The denouement comes in the big snowstorm. One of the town leaders has a stroke, has to be hauled over to the hospital in the next town over. The doctor and Louisa drive him there, but Mrs. Dunbar suspects something perfervid between the two of them and demands that the boys go over to Bellamy Hospital to see why it's taking Dunbar so long to come home.

And what do they find? His big black car parked in front of the Wagon Wheel Motel in the next town over. Johnny pulls his car in alongside his father's Imperial and blows the horn. Surprise, doctor! Your wife's waiting for you at home with the twins and your son and his best friend are here at the motel to see you entwined with Louisa of the doubtful reputation (word has gone around the small town that she gives head on command). (Howcum stuff like that never happened in my home town?)

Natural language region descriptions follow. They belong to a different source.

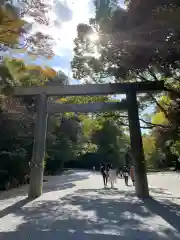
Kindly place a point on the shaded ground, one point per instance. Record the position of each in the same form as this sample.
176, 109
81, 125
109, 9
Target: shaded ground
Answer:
77, 207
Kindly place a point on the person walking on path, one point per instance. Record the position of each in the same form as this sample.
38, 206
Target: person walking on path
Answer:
103, 173
126, 175
132, 175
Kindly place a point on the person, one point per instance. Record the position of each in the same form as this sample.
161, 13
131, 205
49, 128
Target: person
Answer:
103, 173
107, 173
112, 176
132, 175
126, 175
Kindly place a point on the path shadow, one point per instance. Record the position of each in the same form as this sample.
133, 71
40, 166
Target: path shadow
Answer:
90, 214
52, 183
166, 209
13, 208
55, 184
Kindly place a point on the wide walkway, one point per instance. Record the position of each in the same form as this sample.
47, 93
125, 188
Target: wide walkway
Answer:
75, 206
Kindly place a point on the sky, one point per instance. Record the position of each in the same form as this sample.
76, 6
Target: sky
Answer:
65, 16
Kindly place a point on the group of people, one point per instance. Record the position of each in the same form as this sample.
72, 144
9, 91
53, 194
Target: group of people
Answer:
108, 173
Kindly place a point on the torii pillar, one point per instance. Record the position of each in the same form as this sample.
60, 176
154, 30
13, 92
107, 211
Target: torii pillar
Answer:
37, 162
141, 183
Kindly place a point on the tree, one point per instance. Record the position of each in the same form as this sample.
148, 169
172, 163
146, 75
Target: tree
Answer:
16, 33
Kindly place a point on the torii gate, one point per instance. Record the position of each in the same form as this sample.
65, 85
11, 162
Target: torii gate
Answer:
130, 104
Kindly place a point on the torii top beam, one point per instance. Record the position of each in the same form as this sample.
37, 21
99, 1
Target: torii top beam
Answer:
89, 89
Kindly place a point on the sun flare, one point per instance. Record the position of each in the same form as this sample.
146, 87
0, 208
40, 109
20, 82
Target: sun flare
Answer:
94, 37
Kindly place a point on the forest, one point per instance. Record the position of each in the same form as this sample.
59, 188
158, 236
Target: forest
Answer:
133, 44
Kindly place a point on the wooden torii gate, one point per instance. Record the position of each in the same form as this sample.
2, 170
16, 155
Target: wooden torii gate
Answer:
131, 105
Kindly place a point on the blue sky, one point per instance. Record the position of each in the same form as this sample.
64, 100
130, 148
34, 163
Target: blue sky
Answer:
65, 15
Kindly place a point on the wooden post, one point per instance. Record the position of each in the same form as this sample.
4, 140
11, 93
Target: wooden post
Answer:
141, 183
37, 168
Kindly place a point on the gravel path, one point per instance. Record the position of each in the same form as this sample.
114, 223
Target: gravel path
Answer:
75, 206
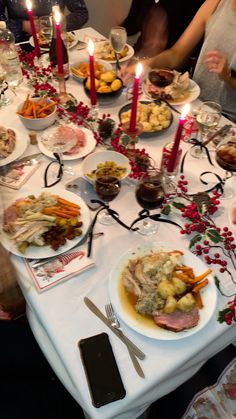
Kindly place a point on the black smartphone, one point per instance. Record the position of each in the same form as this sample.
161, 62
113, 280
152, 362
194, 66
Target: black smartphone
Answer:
85, 190
102, 373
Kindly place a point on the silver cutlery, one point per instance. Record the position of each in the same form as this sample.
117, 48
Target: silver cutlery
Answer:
41, 262
119, 334
116, 324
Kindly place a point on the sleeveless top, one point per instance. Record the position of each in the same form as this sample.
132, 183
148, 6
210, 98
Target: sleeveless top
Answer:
220, 35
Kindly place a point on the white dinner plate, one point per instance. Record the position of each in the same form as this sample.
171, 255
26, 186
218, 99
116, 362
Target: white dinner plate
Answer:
71, 44
129, 54
132, 318
40, 252
20, 147
84, 151
194, 92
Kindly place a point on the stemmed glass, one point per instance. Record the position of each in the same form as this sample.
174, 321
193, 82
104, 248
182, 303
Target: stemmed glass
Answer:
150, 195
207, 116
107, 186
57, 143
118, 38
226, 159
4, 100
45, 31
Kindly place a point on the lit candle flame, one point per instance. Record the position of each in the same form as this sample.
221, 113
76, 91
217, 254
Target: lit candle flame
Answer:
139, 69
57, 17
90, 47
28, 5
185, 111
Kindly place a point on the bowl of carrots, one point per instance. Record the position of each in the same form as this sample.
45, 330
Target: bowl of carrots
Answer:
37, 113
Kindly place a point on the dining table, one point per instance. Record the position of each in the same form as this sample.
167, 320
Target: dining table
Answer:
59, 318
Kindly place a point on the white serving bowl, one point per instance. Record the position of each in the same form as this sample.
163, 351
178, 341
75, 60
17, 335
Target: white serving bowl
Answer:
36, 124
90, 162
106, 66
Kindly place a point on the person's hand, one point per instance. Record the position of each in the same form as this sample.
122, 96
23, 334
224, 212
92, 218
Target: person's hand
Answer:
217, 63
26, 27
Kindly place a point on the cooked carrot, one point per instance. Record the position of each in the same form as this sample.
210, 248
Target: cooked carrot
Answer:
200, 285
67, 203
198, 299
62, 214
201, 276
46, 107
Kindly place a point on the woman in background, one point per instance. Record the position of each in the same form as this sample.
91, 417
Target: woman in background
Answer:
216, 21
160, 22
15, 13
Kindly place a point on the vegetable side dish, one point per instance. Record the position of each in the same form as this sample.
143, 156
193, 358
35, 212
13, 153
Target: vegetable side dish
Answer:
152, 117
108, 168
45, 220
7, 142
164, 289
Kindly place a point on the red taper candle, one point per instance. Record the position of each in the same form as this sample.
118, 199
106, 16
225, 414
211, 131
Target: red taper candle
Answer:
174, 151
32, 25
134, 106
93, 94
57, 18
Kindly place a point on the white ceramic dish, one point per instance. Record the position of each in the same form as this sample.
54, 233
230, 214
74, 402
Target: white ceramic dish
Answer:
208, 294
194, 92
84, 151
90, 162
71, 44
37, 252
107, 67
20, 147
37, 124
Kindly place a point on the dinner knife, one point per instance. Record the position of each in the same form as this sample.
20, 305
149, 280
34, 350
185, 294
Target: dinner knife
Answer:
118, 333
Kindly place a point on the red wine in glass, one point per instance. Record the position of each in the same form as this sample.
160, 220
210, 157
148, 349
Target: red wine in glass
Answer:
107, 187
226, 158
150, 195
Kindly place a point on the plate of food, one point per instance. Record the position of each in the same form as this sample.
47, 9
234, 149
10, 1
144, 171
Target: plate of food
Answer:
155, 118
85, 141
162, 292
104, 51
173, 86
44, 224
71, 39
111, 162
80, 70
12, 145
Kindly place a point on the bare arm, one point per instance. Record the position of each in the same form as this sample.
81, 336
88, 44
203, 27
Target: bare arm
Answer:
176, 55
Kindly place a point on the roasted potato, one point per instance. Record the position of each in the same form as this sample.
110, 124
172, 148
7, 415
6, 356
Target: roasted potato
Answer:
186, 303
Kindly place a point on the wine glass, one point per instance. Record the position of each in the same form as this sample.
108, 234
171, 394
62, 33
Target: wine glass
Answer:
118, 39
150, 195
59, 143
207, 116
107, 186
226, 159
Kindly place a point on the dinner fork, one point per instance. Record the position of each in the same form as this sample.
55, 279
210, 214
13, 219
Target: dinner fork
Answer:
116, 324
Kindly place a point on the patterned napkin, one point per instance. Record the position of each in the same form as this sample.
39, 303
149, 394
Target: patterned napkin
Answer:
60, 268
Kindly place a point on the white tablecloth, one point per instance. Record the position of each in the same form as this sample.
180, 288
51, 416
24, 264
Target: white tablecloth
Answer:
59, 317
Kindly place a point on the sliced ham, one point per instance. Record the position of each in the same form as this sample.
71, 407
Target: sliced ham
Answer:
178, 320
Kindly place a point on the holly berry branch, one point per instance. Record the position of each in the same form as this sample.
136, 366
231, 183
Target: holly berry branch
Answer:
214, 244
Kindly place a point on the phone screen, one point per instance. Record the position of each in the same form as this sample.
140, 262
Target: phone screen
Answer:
85, 190
103, 376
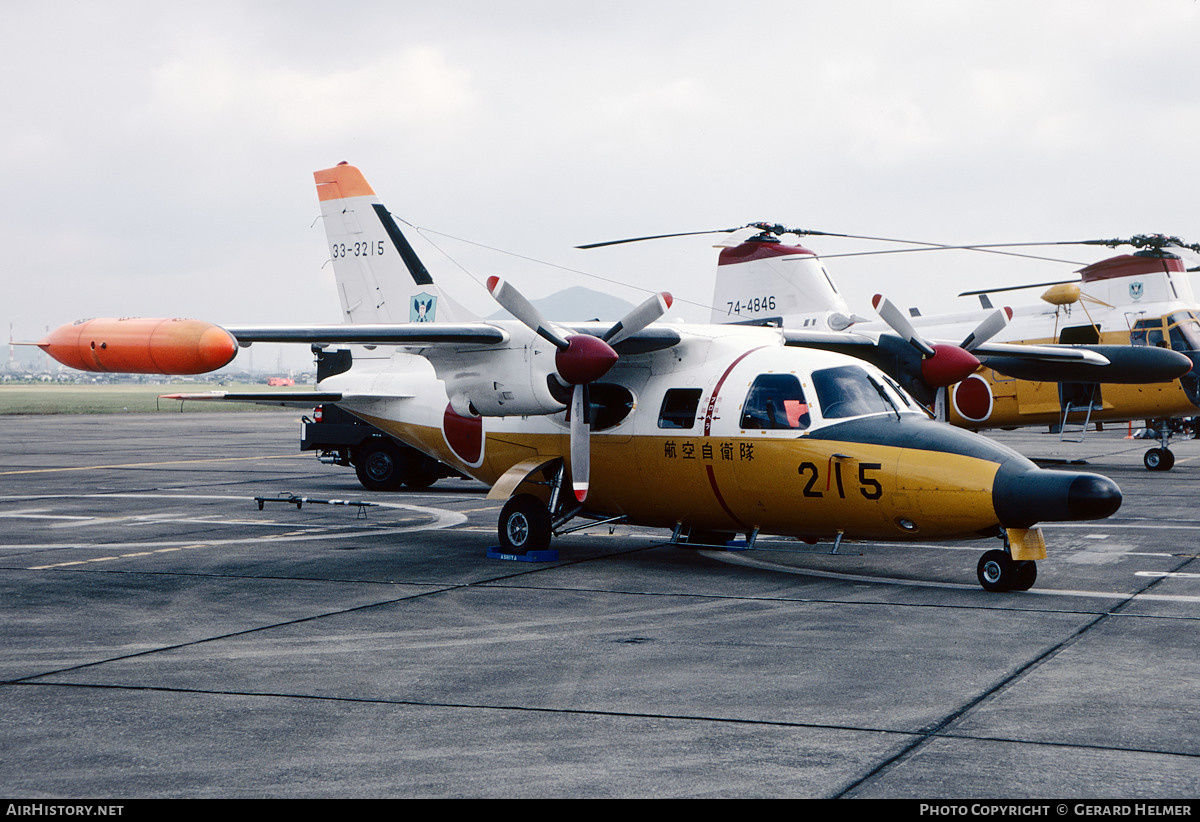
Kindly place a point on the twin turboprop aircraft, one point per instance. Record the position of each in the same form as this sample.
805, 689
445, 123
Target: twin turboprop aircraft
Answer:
706, 430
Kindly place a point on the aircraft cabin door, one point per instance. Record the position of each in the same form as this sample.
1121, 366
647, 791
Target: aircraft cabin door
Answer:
1081, 397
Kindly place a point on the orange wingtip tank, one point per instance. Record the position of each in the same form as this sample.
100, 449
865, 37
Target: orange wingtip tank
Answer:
341, 181
142, 346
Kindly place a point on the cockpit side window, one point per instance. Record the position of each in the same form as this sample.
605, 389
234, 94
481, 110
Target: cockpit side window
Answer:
775, 402
1147, 333
679, 408
1186, 334
846, 391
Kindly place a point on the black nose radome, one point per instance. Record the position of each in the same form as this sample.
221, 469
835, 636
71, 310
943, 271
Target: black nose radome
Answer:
1024, 498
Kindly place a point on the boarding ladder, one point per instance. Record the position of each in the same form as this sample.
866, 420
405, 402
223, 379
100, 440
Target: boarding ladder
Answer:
1073, 432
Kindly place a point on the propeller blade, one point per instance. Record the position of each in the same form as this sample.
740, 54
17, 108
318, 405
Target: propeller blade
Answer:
737, 238
900, 324
639, 318
581, 442
988, 329
520, 307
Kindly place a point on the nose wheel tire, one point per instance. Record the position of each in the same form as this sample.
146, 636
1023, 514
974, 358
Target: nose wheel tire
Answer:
997, 571
1159, 459
525, 525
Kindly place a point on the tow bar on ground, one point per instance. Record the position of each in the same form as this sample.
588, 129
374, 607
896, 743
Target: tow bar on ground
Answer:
293, 499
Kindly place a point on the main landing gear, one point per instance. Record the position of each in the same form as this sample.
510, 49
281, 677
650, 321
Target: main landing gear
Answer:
1159, 459
528, 525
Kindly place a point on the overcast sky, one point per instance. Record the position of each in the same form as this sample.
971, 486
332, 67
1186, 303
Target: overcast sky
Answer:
160, 155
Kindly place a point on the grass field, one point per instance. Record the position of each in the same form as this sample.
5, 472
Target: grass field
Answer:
59, 399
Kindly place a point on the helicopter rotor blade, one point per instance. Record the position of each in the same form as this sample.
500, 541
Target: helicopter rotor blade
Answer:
989, 328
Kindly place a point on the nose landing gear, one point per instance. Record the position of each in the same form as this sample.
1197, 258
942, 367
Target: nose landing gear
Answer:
999, 571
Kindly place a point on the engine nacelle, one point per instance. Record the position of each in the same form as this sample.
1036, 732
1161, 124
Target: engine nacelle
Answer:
142, 346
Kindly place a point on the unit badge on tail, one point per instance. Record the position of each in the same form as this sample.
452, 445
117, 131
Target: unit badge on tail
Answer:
423, 309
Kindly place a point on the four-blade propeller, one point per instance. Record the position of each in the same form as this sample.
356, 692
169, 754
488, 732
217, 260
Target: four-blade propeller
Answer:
581, 359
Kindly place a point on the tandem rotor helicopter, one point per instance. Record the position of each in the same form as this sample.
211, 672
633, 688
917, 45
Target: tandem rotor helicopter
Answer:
705, 430
1116, 307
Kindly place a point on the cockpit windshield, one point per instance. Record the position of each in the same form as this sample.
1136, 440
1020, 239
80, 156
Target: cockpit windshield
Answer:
775, 402
849, 391
1185, 333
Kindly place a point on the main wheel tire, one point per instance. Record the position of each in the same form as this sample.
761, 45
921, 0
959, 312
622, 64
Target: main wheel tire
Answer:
381, 466
525, 525
996, 571
1158, 459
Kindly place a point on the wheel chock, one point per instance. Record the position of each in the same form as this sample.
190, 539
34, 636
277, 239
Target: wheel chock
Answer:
532, 557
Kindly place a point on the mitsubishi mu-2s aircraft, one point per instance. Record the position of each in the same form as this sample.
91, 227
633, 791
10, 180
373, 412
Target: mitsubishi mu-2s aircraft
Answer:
708, 431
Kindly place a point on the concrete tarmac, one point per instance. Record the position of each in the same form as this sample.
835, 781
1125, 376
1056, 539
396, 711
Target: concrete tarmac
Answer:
165, 637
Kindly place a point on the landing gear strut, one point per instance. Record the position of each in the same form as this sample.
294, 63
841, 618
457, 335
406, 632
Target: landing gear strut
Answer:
527, 523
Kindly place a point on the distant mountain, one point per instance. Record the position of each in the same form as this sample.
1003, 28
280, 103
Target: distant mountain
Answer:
575, 305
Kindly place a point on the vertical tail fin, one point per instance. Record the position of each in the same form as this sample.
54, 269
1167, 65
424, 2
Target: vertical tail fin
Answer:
379, 276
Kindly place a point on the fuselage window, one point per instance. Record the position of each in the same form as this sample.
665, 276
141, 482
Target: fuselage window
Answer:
679, 408
847, 391
1186, 336
609, 405
775, 402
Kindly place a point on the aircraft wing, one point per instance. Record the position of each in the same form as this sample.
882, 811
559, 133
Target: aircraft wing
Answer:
1049, 363
1131, 365
1078, 354
283, 399
357, 334
417, 335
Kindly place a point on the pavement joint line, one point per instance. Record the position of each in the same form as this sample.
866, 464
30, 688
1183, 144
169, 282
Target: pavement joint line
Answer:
150, 465
1005, 683
600, 712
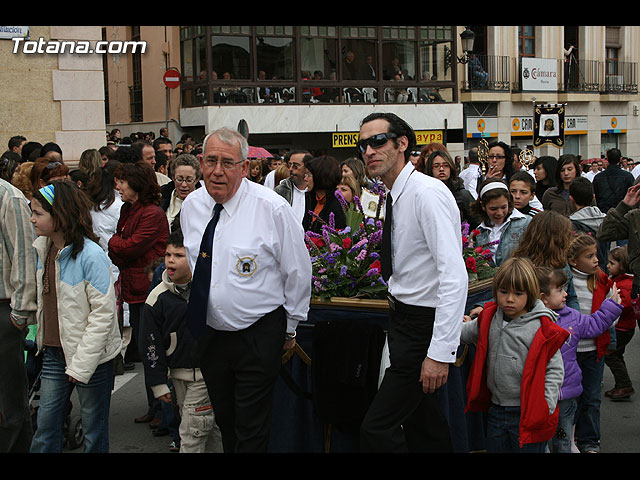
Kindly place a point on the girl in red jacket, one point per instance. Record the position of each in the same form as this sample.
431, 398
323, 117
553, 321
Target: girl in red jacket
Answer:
517, 369
618, 267
592, 287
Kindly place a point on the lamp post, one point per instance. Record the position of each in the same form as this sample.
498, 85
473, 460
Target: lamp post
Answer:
466, 38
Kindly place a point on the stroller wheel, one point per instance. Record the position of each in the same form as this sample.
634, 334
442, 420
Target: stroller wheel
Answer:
74, 434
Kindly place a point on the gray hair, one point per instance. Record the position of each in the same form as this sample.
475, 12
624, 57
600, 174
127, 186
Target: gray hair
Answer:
230, 137
186, 160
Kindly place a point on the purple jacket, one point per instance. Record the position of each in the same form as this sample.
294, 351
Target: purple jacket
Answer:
581, 326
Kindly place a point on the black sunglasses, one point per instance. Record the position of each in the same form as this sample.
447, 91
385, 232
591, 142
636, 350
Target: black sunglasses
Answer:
375, 141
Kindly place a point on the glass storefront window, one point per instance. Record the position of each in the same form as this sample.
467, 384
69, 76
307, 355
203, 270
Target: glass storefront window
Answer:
275, 56
230, 58
318, 58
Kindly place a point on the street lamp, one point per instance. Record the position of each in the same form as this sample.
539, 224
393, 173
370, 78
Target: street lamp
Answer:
466, 38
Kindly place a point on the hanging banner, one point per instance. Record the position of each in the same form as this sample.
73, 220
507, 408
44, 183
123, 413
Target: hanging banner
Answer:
548, 125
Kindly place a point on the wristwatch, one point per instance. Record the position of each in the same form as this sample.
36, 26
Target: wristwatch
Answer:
20, 321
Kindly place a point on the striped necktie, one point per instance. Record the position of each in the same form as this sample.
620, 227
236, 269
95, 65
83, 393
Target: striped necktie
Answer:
200, 286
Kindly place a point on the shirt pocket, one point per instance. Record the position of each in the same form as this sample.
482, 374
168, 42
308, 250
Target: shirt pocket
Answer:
244, 265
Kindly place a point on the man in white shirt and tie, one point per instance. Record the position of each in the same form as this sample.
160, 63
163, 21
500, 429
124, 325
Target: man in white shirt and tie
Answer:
259, 288
427, 294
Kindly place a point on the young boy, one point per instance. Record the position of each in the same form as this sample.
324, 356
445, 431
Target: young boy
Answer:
168, 349
517, 370
587, 217
523, 190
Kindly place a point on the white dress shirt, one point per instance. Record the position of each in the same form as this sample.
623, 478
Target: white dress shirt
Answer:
428, 268
260, 260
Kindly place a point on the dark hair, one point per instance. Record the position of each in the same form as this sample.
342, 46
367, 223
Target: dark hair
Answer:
549, 164
549, 278
396, 126
525, 177
137, 148
581, 190
453, 182
15, 141
71, 214
326, 173
613, 156
508, 158
50, 147
160, 141
45, 169
621, 255
8, 164
517, 274
126, 154
176, 238
101, 187
79, 175
142, 179
28, 148
563, 160
476, 207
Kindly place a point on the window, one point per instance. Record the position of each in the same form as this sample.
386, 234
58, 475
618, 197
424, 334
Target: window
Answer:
359, 54
436, 45
230, 57
527, 41
135, 89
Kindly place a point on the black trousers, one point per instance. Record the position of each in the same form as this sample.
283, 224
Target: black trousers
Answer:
16, 428
240, 369
402, 418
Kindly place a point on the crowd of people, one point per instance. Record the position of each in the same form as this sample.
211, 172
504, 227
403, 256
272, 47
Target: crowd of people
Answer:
106, 264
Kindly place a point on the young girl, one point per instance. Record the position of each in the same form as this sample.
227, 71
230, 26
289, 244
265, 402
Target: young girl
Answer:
77, 328
501, 222
517, 370
553, 295
546, 242
618, 267
592, 287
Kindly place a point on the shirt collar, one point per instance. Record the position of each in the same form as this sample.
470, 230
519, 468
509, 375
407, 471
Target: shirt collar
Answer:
401, 181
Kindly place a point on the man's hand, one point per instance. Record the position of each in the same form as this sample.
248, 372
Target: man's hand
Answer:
433, 375
632, 197
289, 344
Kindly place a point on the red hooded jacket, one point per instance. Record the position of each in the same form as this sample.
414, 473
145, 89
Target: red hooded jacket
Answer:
536, 424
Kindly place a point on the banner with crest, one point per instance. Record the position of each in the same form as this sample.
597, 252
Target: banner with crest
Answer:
548, 125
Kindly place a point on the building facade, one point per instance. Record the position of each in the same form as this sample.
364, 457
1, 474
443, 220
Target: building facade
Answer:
309, 86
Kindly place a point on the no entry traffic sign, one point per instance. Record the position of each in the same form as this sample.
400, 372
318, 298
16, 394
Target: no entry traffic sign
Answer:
171, 78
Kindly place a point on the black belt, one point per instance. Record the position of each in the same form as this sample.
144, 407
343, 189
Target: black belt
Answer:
397, 306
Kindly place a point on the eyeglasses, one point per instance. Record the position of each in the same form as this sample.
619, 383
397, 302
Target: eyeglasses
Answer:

As I have said, this is the perfect early morning put-you-to-sleep novel. Some of the drunken dialogue doesn't add much to the plot and the brief picture of Louisa leaves her a little sketchy. But Matt's attempt to seduce her redeems her ... and the book. These kids!

Louisa comments on how inept he is but more ... how useless it is for a juvenile to be wooing a no-longer-young lady who's on the prowl. Turns out she's a regular tiger: "I don't need you. You think you and I have something in common, but when I look at you, I just see another guy who wants to tear off a chunk of me. And you know what? I don't really need any more of your kind in my life. I don't mind putting out, but from now on I want it to be with someone who can do me some good." Take that, you ambitious little squirt.

But this kid is hell-bent on revenge. And his revenge? Saving the perfect 50's family who gave him a life; only to find out that it was quite imperfect. How he does it I'll leave to you, in your own narcoleptic trance.